Data retrieved and saved to 'facebook_ads_data_clean.csv


### 13. Export data to a PostgreSQL Database

In [15]:
#Connect to PostgreSQL and Insert Data

# PostgreSQL database credentials
db_user = 'Gio'
db_password = 'Gio4everful.'
db_host = 'localhost'  # or your database host
db_port = '5432'  # or your database port
db_name = 'Fb ads Acala'

# Define mapping of DataFrame columns to PostgreSQL data types
dtype_mapping = {
    'date_start': types.Date,
    'date_stop': types.Date,
    'campaign_name': types.String(length=255),
    'adset_name': types.String(length=255),
    'ad_name': types.String(length=255),
    'cpm': types.Float(precision=2),
    'impressions': types.Integer,
    'reach': types.Integer,
    'video_play_actions': types.Integer,
    'video_views_3_Sec': types.Integer,
    'video_p95_watched_actions': types.Integer,
    'clicks': types.Integer,
    'link_clicks': types.Integer,
    'video_avg_time_watched_actions': types.Float(precision=2),
    'ctr': types.Float(precision=4),
    'outbound_clicks_ctr': types.Float(precision=4),
    'view_content': types.Integer,
    'Add_to_cart': types.Integer,
    'initiate_checkout': types.Integer,
    'purchase': types.Integer,
    'cpc': types.Float(precision=2),
    'link_click_cost': types.Float(precision=2),
    'view_content_cost': types.Float(precision=2),
    'add_to_cart_cost': types.Float(precision=2),
    'purchase_cost': types.Float(precision=2),
    'spend': types.Float(precision=2),
    'ROAS': types.Float(precision=2),
    'conversion_value': types.Float(precision=2),
    'age': types.String(length=50),  
    'gender': types.String(length=10),
    'frequency': types.Float(precision=2)
}

# Create SQLAlchemy engine to connect to PostgreSQL database
engine = create_engine(f'postgresql+psycopg2://{db_user}:{db_password}@{db_host}:{db_port}/{db_name}')

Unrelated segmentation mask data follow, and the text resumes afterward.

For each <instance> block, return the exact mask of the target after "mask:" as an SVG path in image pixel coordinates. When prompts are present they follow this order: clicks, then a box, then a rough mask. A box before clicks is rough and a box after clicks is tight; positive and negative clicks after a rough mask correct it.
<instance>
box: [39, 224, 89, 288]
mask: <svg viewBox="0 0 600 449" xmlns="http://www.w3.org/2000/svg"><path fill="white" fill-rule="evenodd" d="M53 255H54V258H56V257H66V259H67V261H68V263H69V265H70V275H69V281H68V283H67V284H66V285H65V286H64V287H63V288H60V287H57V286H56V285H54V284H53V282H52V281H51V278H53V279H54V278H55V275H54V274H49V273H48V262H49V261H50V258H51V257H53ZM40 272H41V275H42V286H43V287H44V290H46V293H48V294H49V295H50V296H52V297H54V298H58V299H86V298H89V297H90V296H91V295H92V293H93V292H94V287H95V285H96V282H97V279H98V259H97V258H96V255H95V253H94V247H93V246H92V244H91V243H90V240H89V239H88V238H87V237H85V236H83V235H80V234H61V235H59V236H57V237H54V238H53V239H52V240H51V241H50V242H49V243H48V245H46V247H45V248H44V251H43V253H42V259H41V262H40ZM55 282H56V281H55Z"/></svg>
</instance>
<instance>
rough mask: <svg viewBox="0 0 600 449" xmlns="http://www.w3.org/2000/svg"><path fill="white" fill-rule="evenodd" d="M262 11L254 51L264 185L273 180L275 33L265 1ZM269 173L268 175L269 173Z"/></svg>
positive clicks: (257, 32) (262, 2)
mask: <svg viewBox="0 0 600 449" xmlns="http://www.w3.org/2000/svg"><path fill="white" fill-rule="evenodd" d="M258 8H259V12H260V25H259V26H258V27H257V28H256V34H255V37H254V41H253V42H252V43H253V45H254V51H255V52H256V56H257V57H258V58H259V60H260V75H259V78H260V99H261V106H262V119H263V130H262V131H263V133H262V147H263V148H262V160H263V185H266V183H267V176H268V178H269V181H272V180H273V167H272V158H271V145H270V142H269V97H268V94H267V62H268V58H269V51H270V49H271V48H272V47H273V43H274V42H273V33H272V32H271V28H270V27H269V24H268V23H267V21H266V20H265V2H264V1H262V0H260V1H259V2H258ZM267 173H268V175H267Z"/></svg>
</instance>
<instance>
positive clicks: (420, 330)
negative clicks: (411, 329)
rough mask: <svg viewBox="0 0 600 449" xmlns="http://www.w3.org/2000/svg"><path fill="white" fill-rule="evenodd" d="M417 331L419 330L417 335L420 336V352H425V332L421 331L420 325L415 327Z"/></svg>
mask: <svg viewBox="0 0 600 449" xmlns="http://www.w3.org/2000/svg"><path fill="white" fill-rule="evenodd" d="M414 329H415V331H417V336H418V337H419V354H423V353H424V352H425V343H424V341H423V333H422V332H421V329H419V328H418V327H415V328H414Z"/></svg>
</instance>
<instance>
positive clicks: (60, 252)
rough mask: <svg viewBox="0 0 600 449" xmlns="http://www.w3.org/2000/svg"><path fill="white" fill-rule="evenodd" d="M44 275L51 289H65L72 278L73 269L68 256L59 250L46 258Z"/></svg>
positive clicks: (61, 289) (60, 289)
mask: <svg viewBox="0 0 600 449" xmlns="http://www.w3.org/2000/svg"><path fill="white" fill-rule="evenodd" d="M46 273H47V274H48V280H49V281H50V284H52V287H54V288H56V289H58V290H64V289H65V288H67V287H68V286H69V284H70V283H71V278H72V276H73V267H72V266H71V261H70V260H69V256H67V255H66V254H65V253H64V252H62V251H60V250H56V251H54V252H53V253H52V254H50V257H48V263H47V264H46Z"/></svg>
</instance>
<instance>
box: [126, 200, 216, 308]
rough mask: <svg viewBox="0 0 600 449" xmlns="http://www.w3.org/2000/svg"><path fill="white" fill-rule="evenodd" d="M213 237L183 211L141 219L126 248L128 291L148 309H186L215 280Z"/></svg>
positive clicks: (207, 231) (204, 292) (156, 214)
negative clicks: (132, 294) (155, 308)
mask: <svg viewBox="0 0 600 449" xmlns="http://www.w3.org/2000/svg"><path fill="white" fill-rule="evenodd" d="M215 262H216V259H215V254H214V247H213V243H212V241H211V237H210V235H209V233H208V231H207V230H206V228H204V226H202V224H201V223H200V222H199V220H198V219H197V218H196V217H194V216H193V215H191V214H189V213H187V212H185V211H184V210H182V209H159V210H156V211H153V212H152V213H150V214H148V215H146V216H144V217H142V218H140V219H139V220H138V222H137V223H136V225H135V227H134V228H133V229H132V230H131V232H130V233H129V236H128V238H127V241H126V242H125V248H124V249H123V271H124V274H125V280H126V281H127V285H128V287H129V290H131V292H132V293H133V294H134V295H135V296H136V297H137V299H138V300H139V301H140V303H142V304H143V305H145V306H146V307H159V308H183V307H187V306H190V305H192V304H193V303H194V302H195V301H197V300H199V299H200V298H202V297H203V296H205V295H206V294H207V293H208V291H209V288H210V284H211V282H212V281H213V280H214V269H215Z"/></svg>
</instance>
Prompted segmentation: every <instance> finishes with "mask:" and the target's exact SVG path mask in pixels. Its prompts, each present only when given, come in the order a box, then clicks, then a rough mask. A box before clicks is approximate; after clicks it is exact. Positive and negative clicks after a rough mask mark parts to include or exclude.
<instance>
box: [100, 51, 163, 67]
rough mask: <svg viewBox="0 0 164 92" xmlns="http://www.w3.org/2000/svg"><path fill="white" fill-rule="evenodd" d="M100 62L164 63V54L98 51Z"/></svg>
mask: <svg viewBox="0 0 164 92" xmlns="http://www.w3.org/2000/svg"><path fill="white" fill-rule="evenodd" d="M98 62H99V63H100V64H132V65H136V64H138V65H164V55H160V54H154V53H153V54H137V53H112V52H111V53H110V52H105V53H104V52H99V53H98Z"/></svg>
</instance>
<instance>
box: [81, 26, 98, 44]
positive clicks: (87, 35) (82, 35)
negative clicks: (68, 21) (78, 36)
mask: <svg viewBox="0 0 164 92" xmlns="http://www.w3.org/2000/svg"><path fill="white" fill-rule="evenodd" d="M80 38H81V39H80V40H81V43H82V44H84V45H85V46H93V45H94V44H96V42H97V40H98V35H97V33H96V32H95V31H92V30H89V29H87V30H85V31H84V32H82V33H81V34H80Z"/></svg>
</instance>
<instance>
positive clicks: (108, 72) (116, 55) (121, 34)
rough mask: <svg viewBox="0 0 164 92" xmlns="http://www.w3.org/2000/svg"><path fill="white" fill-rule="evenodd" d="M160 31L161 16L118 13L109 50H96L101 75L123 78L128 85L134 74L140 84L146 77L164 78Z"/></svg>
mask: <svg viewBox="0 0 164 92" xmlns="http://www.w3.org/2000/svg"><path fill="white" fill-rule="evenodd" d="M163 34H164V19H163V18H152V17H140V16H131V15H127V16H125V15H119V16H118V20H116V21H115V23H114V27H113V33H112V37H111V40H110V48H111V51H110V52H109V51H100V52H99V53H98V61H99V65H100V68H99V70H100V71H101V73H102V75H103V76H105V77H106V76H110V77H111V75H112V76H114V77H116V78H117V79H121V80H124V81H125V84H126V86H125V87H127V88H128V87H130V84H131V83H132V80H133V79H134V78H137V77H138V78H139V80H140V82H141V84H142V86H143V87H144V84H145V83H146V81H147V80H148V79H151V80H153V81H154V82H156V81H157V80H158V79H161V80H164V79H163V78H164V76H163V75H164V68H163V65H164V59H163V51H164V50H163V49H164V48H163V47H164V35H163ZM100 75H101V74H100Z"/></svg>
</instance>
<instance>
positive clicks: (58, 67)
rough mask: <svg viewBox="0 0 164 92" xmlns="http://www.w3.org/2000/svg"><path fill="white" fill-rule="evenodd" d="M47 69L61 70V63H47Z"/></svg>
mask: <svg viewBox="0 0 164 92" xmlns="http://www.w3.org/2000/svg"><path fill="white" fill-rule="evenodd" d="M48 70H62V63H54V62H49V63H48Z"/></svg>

# Connect to PostgreSQL and delete existing data, comment this block when you want to actually append new data and not deleting the actual.
with engine.connect() as connection:
    try:
        delete_statement = text("DELETE FROM facebook_ads_data;")
        result = connection.execute(delete_statement)
        print(f"Deleted {result.rowcount} rows from facebook_ads_data.")
        
        # Explicitly commit the transaction
        connection.commit()
        
        print("Transaction committed.")
    except Exception as e:
        print(f"Error during delete operation: {str(e)}")
        # Rollback in case of error
        connection.rollback()

# Save DataFrame to PostgreSQL
try:
    df.to_sql('facebook_ads_data', engine, if_exists='append', index=False, dtype=dtype_mapping)
    print("Data saved to PostgreSQL database successfully!")
except Exception as e:
    print(f"Error saving data to PostgreSQL: {str(e)}")

Deleted 11015 rows from facebook_ads_data.
Transaction committed.
Data saved to PostgreSQL database successfully!